Monday, Jul. 01, 1929
Nelly v. Wallace
British mystics were deep in thought last week, wondering whether they had found a symbolism between an occurrence at Dorsetshire and the ancient story of the lion and the unicorn. The occurrence: In a fair field of turnips near Lyme Regis* grazed Nelly, a young mother cow. Suddenly came the frightened blat of Nelly's day-old calf. There in the field was a tawny, muscular black-maned lion.
The lion, whose name was Wallace, was not looking for the calf or Nelly. He was simply anxious to preserve a new freedom he had found when the menagerie truck in which he, a $2,500 show lion, had been riding was wrecked in a road smash. While the wreck was being untangled, Wallace had trotted down the road and lain down, blinking at the Dorset sun, rolling now and then in the Dorset dust. When his keeper approached, over a hedge had leaped Wallace and brought up in puzzlement before Nelly's calf.

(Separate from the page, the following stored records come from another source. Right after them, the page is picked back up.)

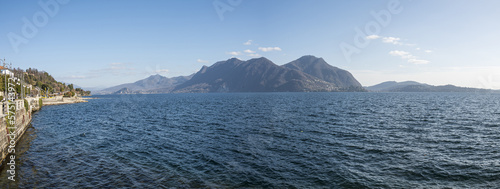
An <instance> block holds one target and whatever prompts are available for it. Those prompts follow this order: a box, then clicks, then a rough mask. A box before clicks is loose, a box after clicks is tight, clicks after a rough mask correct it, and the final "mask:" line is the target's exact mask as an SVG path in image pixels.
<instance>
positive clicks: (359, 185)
mask: <svg viewBox="0 0 500 189" xmlns="http://www.w3.org/2000/svg"><path fill="white" fill-rule="evenodd" d="M98 97H99V98H100V99H94V100H89V102H88V103H80V104H70V105H59V106H47V107H43V109H42V110H41V111H39V112H37V113H35V114H34V118H33V122H32V127H31V128H30V129H29V130H28V131H27V133H26V134H25V136H24V137H23V139H22V142H21V143H20V144H19V145H18V147H17V151H18V154H16V155H18V159H17V160H18V165H17V174H16V180H17V181H16V182H10V181H8V180H7V174H6V172H5V171H6V169H5V168H4V169H3V170H2V172H1V174H0V185H1V186H8V187H5V188H17V187H19V188H128V187H133V188H172V187H173V188H420V187H425V188H444V187H450V188H492V187H493V188H494V187H499V186H500V94H480V93H241V94H162V95H121V96H98Z"/></svg>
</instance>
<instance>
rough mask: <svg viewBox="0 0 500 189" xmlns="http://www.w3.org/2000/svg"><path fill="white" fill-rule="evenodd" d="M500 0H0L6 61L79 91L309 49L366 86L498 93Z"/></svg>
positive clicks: (176, 74)
mask: <svg viewBox="0 0 500 189" xmlns="http://www.w3.org/2000/svg"><path fill="white" fill-rule="evenodd" d="M499 7H500V1H496V0H491V1H485V0H484V1H481V0H478V1H470V0H467V1H466V0H458V1H457V0H440V1H433V0H422V1H417V0H413V1H411V0H401V1H391V0H379V1H373V0H358V1H333V0H316V1H305V0H304V1H294V0H273V1H269V0H240V1H238V0H190V1H184V0H178V1H166V0H162V1H159V0H158V1H153V0H148V1H139V0H136V1H124V0H106V1H101V0H99V1H98V0H71V1H68V0H66V1H63V0H61V1H56V0H39V1H15V0H9V1H7V0H2V1H0V57H1V58H5V59H6V60H7V61H8V62H12V64H13V65H14V66H15V67H21V68H23V69H26V68H28V67H33V68H37V69H39V70H44V71H47V72H49V73H50V74H52V75H53V76H54V77H55V78H56V79H57V80H60V81H64V82H69V83H74V84H76V85H79V86H82V87H84V88H85V87H108V86H113V85H117V84H122V83H127V82H134V81H136V80H139V79H143V78H145V77H147V76H149V75H153V74H157V73H158V74H161V75H164V76H167V77H173V76H180V75H189V74H192V73H195V72H196V71H198V70H199V69H200V68H201V67H202V66H203V65H211V64H213V63H215V62H217V61H221V60H226V59H229V58H231V57H237V58H240V59H243V60H247V59H251V58H253V57H259V56H265V57H267V58H268V59H270V60H272V61H273V62H274V63H276V64H278V65H282V64H285V63H288V62H290V61H292V60H295V59H297V58H299V57H301V56H303V55H315V56H317V57H322V58H324V59H325V60H326V61H327V62H328V63H329V64H331V65H333V66H336V67H339V68H342V69H346V70H348V71H350V72H351V73H353V75H354V76H355V77H356V78H357V79H358V80H359V81H360V82H361V84H362V85H364V86H369V85H373V84H377V83H380V82H383V81H406V80H414V81H418V82H424V83H428V84H434V85H443V84H454V85H458V86H467V87H480V88H494V89H500V24H499V23H500V22H499V21H498V20H499V18H500V11H499Z"/></svg>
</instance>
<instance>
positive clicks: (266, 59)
mask: <svg viewBox="0 0 500 189" xmlns="http://www.w3.org/2000/svg"><path fill="white" fill-rule="evenodd" d="M314 91H325V92H333V91H366V90H365V89H364V88H363V87H362V86H361V84H359V82H358V81H357V80H356V79H355V78H354V77H353V76H352V74H351V73H349V72H348V71H346V70H342V69H339V68H337V67H333V66H331V65H329V64H328V63H326V62H325V61H324V60H323V59H322V58H316V57H314V56H304V57H301V58H299V59H297V60H295V61H292V62H290V63H288V64H286V65H283V66H278V65H276V64H274V63H273V62H271V61H270V60H268V59H267V58H264V57H262V58H256V59H251V60H248V61H242V60H239V59H236V58H232V59H229V60H226V61H220V62H217V63H215V64H213V65H212V66H210V67H207V66H203V67H202V68H201V69H200V70H199V71H198V72H197V73H195V74H193V75H191V76H181V77H174V78H166V77H163V76H160V75H154V76H150V77H148V78H146V79H143V80H139V81H137V82H134V83H127V84H122V85H118V86H115V87H110V88H107V89H104V90H101V91H98V92H96V93H97V94H152V93H209V92H314Z"/></svg>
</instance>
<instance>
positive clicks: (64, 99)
mask: <svg viewBox="0 0 500 189" xmlns="http://www.w3.org/2000/svg"><path fill="white" fill-rule="evenodd" d="M86 99H89V98H82V97H53V98H44V99H42V101H43V105H44V106H50V105H61V104H74V103H81V102H88V101H86Z"/></svg>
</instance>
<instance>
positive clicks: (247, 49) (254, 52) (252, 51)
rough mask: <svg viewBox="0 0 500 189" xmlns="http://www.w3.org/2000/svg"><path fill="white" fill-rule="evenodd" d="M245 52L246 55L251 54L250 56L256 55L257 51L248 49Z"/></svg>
mask: <svg viewBox="0 0 500 189" xmlns="http://www.w3.org/2000/svg"><path fill="white" fill-rule="evenodd" d="M243 52H245V53H250V54H252V53H255V51H252V50H250V49H247V50H245V51H243Z"/></svg>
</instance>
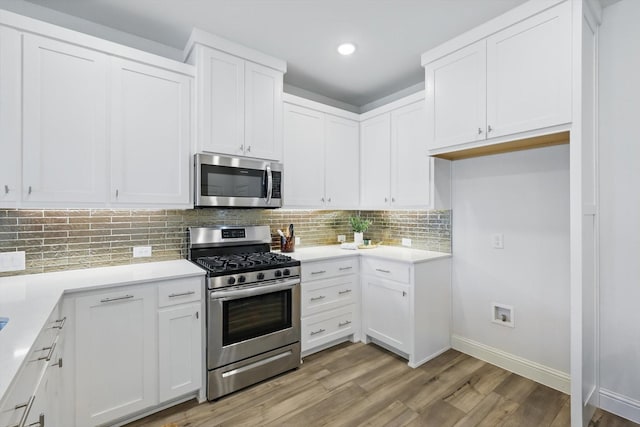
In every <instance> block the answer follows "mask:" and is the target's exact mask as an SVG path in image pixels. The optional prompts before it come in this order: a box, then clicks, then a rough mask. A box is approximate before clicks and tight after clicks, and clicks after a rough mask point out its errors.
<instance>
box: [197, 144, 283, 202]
mask: <svg viewBox="0 0 640 427" xmlns="http://www.w3.org/2000/svg"><path fill="white" fill-rule="evenodd" d="M194 165H195V171H194V177H195V186H194V191H195V197H194V205H195V207H197V208H204V207H240V208H279V207H281V206H282V182H283V179H282V172H283V170H282V164H281V163H275V162H269V161H267V160H252V159H246V158H240V157H228V156H221V155H214V154H196V155H195V160H194Z"/></svg>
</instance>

Tail stiffening like a hoe handle, brown eyes rolling madly, Nelly charged on Wallace, gored him deeply. At the same time showers of buckshot from the guns of shouting farmers added to Wallace's misery, roused his temper. Quickly he raked Nelly's ribs, broke her neck, left her to die, loped across the pasture into a cottage garden. There the Lyme Regis postman, armed with a revolver, stalked the lion through the hollyhocks, shot him dead.
*The King's Lyme, commemorating Peter Baudrat's gift of lands in Lyme Borough to King Edward II in the 14th century. Last week Bognor, seaside town in Sussex, where King George V was recently a convalescent, became with George V's permission, Bognor Regis.